The best explanation in expression trees I've ever read is this article by Charlie Calvert.
Summarizing:
The expression tree represents what , not how , which you want to do.
Consider the following very simple lambda expression:
Func<int, int, int> function = (a, b) => a + b;
This operator consists of three sections:
- Declaration:
Func<int, int, int> function - Equality Operator:
= - Lambda expression:
(a, b) => a + b;
The function variable points to raw executable code that knows how to add two numbers .
This is the most important difference between delegates and expressions. You call function , not knowing what it will do with the two integers that you passed. It takes two and returns one that your code may know.
In the previous section, you saw how to declare a variable pointing to raw executable code. Expression trees are not executable code ; they are a form of data structure.
Now, unlike delegates, your code may know what the expression tree should do.
LINQ provides a simple syntax for translating code into a data structure called an expression tree. The first step is to add a using statement to represent the Linq.Expressions namespace:
using System.Linq.Expressions;
Now we can create an expression tree:
Expression<Func<int, int, int>> expression = (a, b) => a + b;
The identical lambda expression shown in the previous example is converted to an expression tree declared as type Expression<T> . The expression identifier is not executable code; This is a data structure called an expression tree.
This means that you cannot just invoke the expression tree, just as you could invoke a delegate, but you can parse it. So what can your code understand by parsing the expression variable?
// `expression.NodeType` returns NodeType.Lambda. // `expression.Type` returns Func<int, int, int>. // `expression.ReturnType` returns Int32. var body = expression.Body; // `body.NodeType` returns ExpressionType.Add. // `body.Type` returns System.Int32. var parameters = expression.Parameters; // `parameters.Count` returns 2. var firstParam = parameters[0]; // `firstParam.Name` returns "a". // `firstParam.Type` returns System.Int32. var secondParam = parameters[1]. // `secondParam.Name` returns "b". // `secondParam.Type` returns System.Int32.
Here we see that there is a lot of information that we can get from the expression.
But why do we need this?
You have learned that an expression tree is a data structure representing executable code. But so far we have not answered the central question of why such a transformation would have to be done. This is the question we asked at the beginning of this post, and it is time to answer it.
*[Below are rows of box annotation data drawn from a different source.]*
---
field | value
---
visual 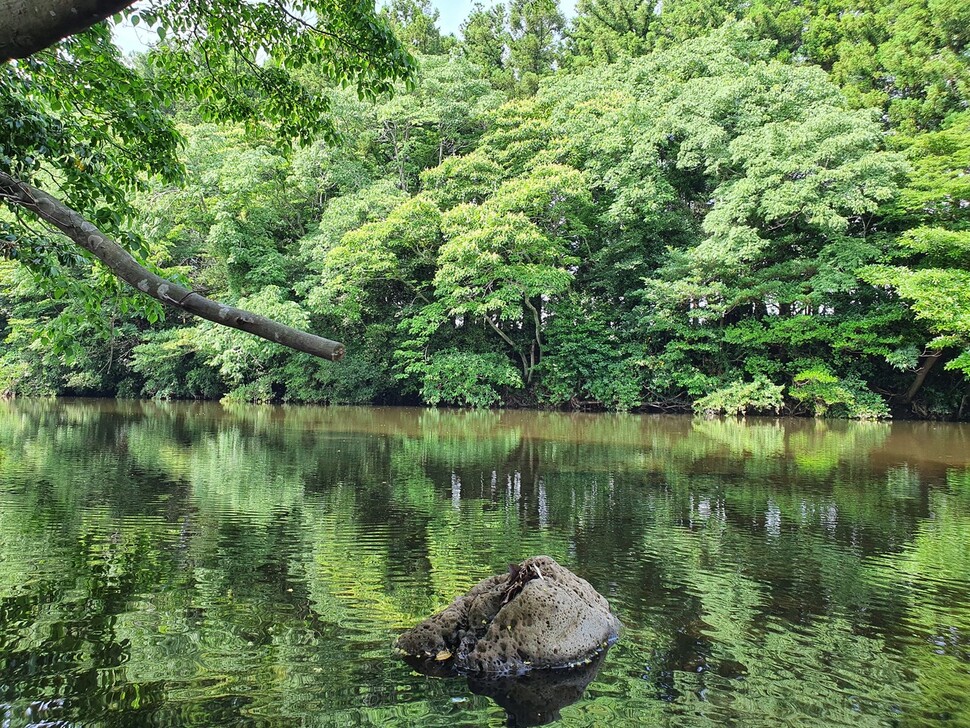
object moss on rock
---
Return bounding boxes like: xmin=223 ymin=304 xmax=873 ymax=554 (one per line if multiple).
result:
xmin=397 ymin=556 xmax=620 ymax=676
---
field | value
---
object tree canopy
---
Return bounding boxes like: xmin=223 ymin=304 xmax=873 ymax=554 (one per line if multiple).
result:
xmin=0 ymin=0 xmax=970 ymax=418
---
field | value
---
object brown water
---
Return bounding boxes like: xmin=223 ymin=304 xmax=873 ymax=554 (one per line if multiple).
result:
xmin=0 ymin=402 xmax=970 ymax=728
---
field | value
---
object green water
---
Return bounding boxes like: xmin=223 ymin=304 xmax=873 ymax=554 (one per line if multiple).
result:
xmin=0 ymin=402 xmax=970 ymax=728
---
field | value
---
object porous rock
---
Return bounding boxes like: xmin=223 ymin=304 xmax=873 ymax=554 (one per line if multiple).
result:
xmin=397 ymin=556 xmax=620 ymax=676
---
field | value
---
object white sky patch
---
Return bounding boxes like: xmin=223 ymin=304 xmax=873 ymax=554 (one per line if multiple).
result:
xmin=113 ymin=0 xmax=576 ymax=55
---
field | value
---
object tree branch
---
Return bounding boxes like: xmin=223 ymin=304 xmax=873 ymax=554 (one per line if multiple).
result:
xmin=0 ymin=0 xmax=135 ymax=63
xmin=0 ymin=172 xmax=344 ymax=361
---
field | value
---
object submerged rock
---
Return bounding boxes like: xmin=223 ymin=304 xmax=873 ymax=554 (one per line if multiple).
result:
xmin=397 ymin=556 xmax=620 ymax=676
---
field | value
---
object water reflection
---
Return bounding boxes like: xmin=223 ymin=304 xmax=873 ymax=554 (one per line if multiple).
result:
xmin=404 ymin=648 xmax=609 ymax=728
xmin=0 ymin=401 xmax=970 ymax=728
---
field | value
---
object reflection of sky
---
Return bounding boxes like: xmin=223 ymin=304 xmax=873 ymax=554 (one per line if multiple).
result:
xmin=114 ymin=0 xmax=576 ymax=53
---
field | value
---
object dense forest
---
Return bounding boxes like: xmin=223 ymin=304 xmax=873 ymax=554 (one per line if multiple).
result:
xmin=0 ymin=0 xmax=970 ymax=418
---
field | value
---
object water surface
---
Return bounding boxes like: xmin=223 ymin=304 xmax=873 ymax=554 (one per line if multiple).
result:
xmin=0 ymin=401 xmax=970 ymax=728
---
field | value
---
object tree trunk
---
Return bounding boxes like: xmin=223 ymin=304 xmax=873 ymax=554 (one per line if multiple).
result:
xmin=0 ymin=0 xmax=135 ymax=63
xmin=0 ymin=172 xmax=344 ymax=361
xmin=903 ymin=351 xmax=943 ymax=404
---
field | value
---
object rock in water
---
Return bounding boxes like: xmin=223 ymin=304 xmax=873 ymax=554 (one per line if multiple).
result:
xmin=397 ymin=556 xmax=620 ymax=676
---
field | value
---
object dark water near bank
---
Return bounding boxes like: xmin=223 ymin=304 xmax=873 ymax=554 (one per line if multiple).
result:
xmin=0 ymin=402 xmax=970 ymax=728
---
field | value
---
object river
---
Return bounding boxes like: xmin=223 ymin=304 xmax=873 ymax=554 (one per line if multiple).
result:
xmin=0 ymin=401 xmax=970 ymax=728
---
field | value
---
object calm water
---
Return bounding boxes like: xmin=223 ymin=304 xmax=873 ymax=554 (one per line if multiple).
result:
xmin=0 ymin=402 xmax=970 ymax=728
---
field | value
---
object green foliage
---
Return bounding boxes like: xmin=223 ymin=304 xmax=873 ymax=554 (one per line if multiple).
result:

LINQ to SQL query does not execute inside your C # program. Instead, it is converted to SQL, sent by wiring, and executed on the database server. In other words, the following code is never executed inside your program:
var query = from c in db.Customers where c.City == "Nantes" select new { c.City, c.CompanyName };
It is first converted to the following SQL statement, and then executed on the server:
SELECT [t0].[City], [t0].[CompanyName] FROM [dbo].[Customers] AS [t0] WHERE [t0].[City] = @p0
The code found in the query expression must be translated into an SQL query, which can be sent to another process as a string. In this case, this process is the SQL server database. Obviously, it will be much easier to translate a data structure such as an expression tree into SQL than to convert raw IL or executable code to SQL. To exaggerate the complexity of the problem, just imagine that you are trying to translate a series of zeros and ones into SQL!
When it is time to translate the query expression into SQL, the expression tree representing your query will be parsed and parsed in the same way as we divided our simple lambda expression tree in the previous section. Of course, the LINQ to SQL expression tree analysis algorithm is much more complicated than the one we used, but the principle is the same. After he has analyzed parts of the expression tree, LINQ ponders them and decides the best way to write an SQL statement that will return the requested data.
Expression trees were created so that the task of converting code, such as a query expression, into a string that can be passed to another process and executed there. It is so simple. There is no great secret, there is no magic wand to be waved. One simply takes the code, converts it into data, and then analyzes the data to find the components that will be translated into a string that can be transferred to another process.
Since the request comes to the compiler encapsulated in such an abstract data structure, the compiler can freely interpret it in almost any way. He is not forced to fulfill the request in a specific order or in a certain way. Instead, it can parse the expression tree, discover what you want to do, and then decide how to do it. At least theoretically, he has the right to consider any number of factors, such as current network traffic, database load, current results that he has, etc. In practice, LINQ to SQL does not take all these factors into account, but it is theoretically free to do what it wants. In addition, you can transfer this expression tree to some custom code that you write manually that could parse it and translate it into something very different from what LINQ to SQL creates.
And again, we see that expression trees allow us to represent (express?) What we want to do. And we use translators who decide how our expressions are performed.